İngiltere ve Amerika Birleşik Devletleri, gelişmiş nükleer teknolojilerin geliştirilmesini ve yaygınlaştırılmasını hızlandırmak amacıyla kritik bir anlaşma imzaladı. Bu stratejik işbirliği, her iki ülkenin enerji güvenliğini güçlendirmeyi ve ekonomik büyümeyi teşvik etmeyi hedefliyor. Eylül 2025'te Başkan Donald Trump'ın Birleşik Krallık ziyaretinde resmen imzalanan Atlantik Gelişmiş Nükleer Enerji Ortaklığı, nükleer projeler için düzenleyici onay süreçlerini basitleştirmeyi amaçlıyor.
İki ülke, reaktör tasarımları için karşılıklı güvenlik değerlendirmelerinden yararlanarak, nükleer proje lisansı alma süresini mevcut üç ila dört yıldan yaklaşık iki yıla indirmeyi planlıyor. Bu hızlandırılmış süreç, yeni nükleer santrallerin inşaatını önemli ölçüde hızlandırarak enerji güvenliğini artırmayı ve yüksek kaliteli istihdam olanakları yaratmayı hedefliyor.
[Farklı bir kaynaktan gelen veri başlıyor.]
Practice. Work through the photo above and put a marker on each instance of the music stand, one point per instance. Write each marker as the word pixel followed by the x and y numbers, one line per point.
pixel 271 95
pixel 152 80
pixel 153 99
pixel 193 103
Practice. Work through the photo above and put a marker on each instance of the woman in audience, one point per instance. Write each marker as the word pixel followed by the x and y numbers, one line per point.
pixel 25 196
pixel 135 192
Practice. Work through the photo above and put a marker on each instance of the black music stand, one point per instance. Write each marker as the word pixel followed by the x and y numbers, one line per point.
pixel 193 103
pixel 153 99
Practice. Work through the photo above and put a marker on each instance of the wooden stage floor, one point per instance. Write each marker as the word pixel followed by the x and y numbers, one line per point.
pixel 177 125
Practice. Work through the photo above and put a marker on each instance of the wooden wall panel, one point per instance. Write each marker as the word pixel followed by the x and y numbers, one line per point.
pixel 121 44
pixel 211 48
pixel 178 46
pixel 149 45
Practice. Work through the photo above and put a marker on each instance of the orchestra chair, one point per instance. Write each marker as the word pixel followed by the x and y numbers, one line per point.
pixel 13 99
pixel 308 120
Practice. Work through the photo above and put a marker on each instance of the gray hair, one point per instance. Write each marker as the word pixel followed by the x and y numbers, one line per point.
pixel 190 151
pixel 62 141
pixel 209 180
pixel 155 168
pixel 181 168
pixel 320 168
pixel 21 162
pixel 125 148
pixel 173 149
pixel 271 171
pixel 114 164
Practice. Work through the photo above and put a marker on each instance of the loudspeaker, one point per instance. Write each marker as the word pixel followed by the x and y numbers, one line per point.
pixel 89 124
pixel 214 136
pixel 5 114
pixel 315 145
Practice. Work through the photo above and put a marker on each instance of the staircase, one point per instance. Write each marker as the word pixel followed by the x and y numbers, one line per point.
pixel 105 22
Ortaklık kapsamında önemli ticari anlaşmalar da yapıldı. X-Energy ve Centrica, İngiltere'nin kuzeydoğusundaki Hartlepool'da 12 adede kadar gelişmiş modüler reaktör (AMR) inşa edecek. Bu proje, yaklaşık 2.500 yeni iş yaratmayı ve ulusal çapta tahmini 40 milyar sterlinlik ekonomik değer sağlamayı hedefliyor; bunun 12 milyar sterlininin Kuzey Doğu İngiltere'ye yönlendirilmesi bekleniyor.
Ayrıca, Holtec ve EDF, Nottinghamshire'da küçük modüler reaktörler (SMR'ler) tarafından desteklenen veri merkezleri geliştirmek üzere işbirliği yapıyor. Yaklaşık 11 milyar sterlin değerindeki bu girişimle binlerce nitelikli inşaat ve operasyonel iş yaratılması öngörülüyor. İngiltere hükümeti, bu ticari anlaşmaların toplam değerini 50 milyar sterlinin (68 milyar dolar) üzerinde olarak değerlendiriyor.
Nükleer enerjinin yaygınlaştırılması, hükümetin 'temiz enerji süper gücü' misyonunun temel taşı olarak öne çıkıyor. Amaç, güçlü bir enerji güvenliği sağlamak için daha fazla temiz, yerli üretilen güce ulaşmak. İngiltere'deki nükleer endüstrisi şu anda rekor düzeyde 98.000 kişiyi istihdam ediyor ve geçen yıl devlet destekli yatırımlar sayesinde 11.000 yeni iş yaratıldı.
Hem İngiltere hem de ABD hükümetleri, nükleer işbirliğini derinleştirmeye kararlı. 2028 yılı sonuna kadar Rus nükleer malzemelerine olan bağımlılığı tamamen ortadan kaldırma planları bulunuyor. Bu girişim, her iki ülkeyi de nükleer enerji sektöründe küresel inovasyon ve yatırımda lider konuma getirmeyi ve sürdürülebilir, güvenli bir enerji geleceğine katkıda bulunmayı hedefliyor.
İşbirliği, İngiliz ve Amerikan uzmanlığının yapay zeka teknolojisiyle birleşerek gelişmiş simülasyon araçları geliştireceği koordineli deneysel programları da kapsayacak şekilde füzyon enerjisine de genişliyor. Bu ortak çaba, ticari füzyon gücüne doğru ilerlemeyi hızlandırmayı amaçlıyor. İngiltere'nin gelişmiş nükleer teknolojileri ilerletme taahhüdü, özellikle SMR'ler ve AMR'ler için önemli finansman sağlayan Gelişmiş Nükleer Fon gibi girişimlerle daha da pekişiyor.
Yeni yakıtlar ve teknolojiler kullanan AMR'lerin geliştirilmesi, SMR'lerin modüler inşaat prensiplerini yansıtıyor ve hidrojen üretimi ile endüstriyel ısı gibi elektrik üretimi dışındaki uygulamalar için de potansiyel taşıyor. Bu kapsamlı ortaklık, temiz, güvenilir ve gelişmiş nükleer enerjinin hakim olduğu bir gelecek vizyonunu temsil ediyor, böylece her iki ulus için de ekonomik refahı ve enerji bağımsızlığını güçlendiriyor.